In this outrageous comedy, an Internet Atheist has a near death experience, and must return to Earth to deliver a new message to his volatile audience.
“Jesus, Bro!” is a satire, a “spoof”—and that word is even used in the film. However, it is a spoof about the Christian faith, and regrettably, many people would find it offensive and a scathing mocking of Christian believers. No doubt some Christians over the years have not always acted in a way that was kind and considerate. Maybe they even seemed to lack a bit of logic or common sense at times. Still, I have known Christians who have sacrificed to help pay someone’s electric bill, buy them food, or just be there to listen to them when life had given them a big blow of disappointment. Certainly, not all Christians are “strange” or unintelligent people. In fact, my response to this film is that if Christ and his church is still the subject of films, books and literature some 2,000 years after the founding of Christianity, then Jesus must be pretty special to elicit all this attention! Unfortunately, people have feet of clay (are “human” in other words), and don’t always represent him well. The film certainly conveys that.
The movie features comments about having sex with monkeys, with Jesus being represented as Santa Claus. In fact, he is called “Santa Christ” in the film. Yet, he is called a “ba*tard” by one of the characters, Rick Whitehead (David Gobble). Also, Rick is speaking on his internet program and mentions how Jesus “couldn’t even take a good flogging.” Then he mentions a senator that pays to get “flogged” at the leather club. Jesus is also called “Christ Kringle” and there is the mention of a Christ chicken sandwich. Jesus is also portrayed as a pickle and the term “Vlasic Jesus” is used. Rick is a bit teed off because his girlfriend, a Christian, broke up with him. He thinks if he pretends to be a Christian he can win her back.
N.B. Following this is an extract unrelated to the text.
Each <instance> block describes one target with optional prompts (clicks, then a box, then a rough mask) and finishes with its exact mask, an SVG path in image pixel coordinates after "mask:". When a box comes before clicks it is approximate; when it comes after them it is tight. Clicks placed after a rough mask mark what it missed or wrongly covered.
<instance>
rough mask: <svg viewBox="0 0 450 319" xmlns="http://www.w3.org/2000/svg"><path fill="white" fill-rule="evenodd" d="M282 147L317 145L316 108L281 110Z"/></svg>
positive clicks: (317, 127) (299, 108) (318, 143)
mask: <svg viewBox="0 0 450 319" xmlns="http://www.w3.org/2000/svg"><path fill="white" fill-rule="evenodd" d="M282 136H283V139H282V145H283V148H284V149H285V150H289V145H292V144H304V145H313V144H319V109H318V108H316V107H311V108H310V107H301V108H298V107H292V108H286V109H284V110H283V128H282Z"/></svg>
There is a lot of strong language in this film, as well as a lot of other content issues. We have listed it below. Although the filmmakers probably intended to be humorous in this satire, a lot of our audiences are conservative members who would not find this to be a “wholesome” entertaining “family” program, something we promote and get behind. So, unfortunately, we can’t award our Dove Family-Approved Seal to this film. This figure, Jesus, continues to gain followers as well as those that doubt he is the Son of God. At least the character of Rick is honest about his beliefs when he says, near the end, “I don’t know if God exists or not.”